Maintaining a healthy self-image is a key part of success. How we view our abilities determines our level of achievement. And according to Stanford Professor of Psychology, Carol Dweck, Ph.D, having a fixed mindset won’t help us do so.
Dweck coined the term “fixed mindset” as part of her research on the ways individuals view their basic abilities. These include intelligence, creativity, and other talents. Those with a more fixed mindset believe their talents and intellect are “givens,” wrote Dweck on her site. In other words, they believe their qualities are inherent, unchanging, and cannot be improved upon regardless of efforts to do so.

The term “growth mindset,” also coined by Dweck, is the opposite. Individuals with a growth mindset believe that hard work and dedication can help refine their preexisting level of intellect and creativity. Because they think this way, they possess a genuine love of learning and eagerness to embrace the challenges they encounter.

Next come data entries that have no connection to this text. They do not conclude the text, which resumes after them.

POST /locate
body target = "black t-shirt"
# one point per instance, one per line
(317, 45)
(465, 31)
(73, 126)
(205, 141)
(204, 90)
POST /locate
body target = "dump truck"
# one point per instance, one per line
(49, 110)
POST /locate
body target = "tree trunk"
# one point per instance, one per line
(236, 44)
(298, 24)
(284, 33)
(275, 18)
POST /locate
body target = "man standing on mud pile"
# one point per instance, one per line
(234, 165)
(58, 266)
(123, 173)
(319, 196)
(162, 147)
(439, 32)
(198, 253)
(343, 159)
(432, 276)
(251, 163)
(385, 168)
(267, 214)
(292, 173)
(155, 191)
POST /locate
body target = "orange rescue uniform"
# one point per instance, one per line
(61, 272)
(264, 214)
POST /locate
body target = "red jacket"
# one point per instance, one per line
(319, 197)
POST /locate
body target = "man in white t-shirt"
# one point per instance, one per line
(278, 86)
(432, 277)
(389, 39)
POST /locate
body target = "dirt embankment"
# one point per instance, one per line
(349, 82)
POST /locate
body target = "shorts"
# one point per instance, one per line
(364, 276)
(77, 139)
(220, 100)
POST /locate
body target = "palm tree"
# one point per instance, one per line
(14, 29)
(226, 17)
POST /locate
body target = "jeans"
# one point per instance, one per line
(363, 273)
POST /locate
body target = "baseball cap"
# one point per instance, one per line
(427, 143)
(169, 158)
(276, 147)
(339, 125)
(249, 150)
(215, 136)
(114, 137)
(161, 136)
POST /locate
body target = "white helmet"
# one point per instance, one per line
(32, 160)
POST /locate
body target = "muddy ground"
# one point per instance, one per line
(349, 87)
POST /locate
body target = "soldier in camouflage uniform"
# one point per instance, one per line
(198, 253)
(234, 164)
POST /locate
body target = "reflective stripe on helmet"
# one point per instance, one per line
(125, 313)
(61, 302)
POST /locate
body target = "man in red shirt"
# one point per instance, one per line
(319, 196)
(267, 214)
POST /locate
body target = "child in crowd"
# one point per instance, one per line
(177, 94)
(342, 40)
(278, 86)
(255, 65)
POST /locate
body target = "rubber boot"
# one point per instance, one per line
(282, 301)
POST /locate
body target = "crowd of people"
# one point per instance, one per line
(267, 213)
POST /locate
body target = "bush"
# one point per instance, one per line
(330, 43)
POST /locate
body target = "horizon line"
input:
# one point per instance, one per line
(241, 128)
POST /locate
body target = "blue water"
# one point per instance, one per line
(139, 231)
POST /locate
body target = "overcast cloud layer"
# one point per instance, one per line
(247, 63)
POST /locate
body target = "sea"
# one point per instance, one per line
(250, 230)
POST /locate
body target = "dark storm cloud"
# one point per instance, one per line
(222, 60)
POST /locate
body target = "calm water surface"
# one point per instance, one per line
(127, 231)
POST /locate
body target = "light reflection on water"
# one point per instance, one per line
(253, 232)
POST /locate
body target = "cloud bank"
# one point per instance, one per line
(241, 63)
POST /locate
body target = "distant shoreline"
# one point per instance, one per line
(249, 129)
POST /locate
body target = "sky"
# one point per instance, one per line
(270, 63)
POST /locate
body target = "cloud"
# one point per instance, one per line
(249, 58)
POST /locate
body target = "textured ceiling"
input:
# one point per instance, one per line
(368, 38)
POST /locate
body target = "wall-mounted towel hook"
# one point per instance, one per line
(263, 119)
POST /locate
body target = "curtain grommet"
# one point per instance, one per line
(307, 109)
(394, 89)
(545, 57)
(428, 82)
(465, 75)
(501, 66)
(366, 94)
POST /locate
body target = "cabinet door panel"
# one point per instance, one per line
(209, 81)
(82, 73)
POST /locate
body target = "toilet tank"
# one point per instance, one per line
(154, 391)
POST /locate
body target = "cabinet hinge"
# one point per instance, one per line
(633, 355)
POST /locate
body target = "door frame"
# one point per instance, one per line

Contrarily, fixed mindset folks are much more afraid to make mistakes. They are far more approval-seeking, easily discouraged by failure, and unwilling to work on their weaknesses. Thus, they tend to shy away from difficulty and hardship.

According to Dweck, fixed mindset individuals seek achievement to constantly prove to themselves that they are as talented or intelligent as they think they are. Dweck believes this shouldn’t be a motive to succeed.
“Why waste time proving over and over how great you are, when you could be getting better,” the author wrote in her self-help book, Mindset: The Psychology of Success. She also noted in a Medium interview that the process of constantly reaffirming your abilities is a grueling one.
“Believing that your qualities are carved in stone … creates an urgency to prove yourself over and over. If you only have a certain amount of intelligence, a certain personality, and a certain moral character — well, then you’d better prove that you have a healthy dose of them. It simply wouldn’t do to look deficient in these most basic characteristics.”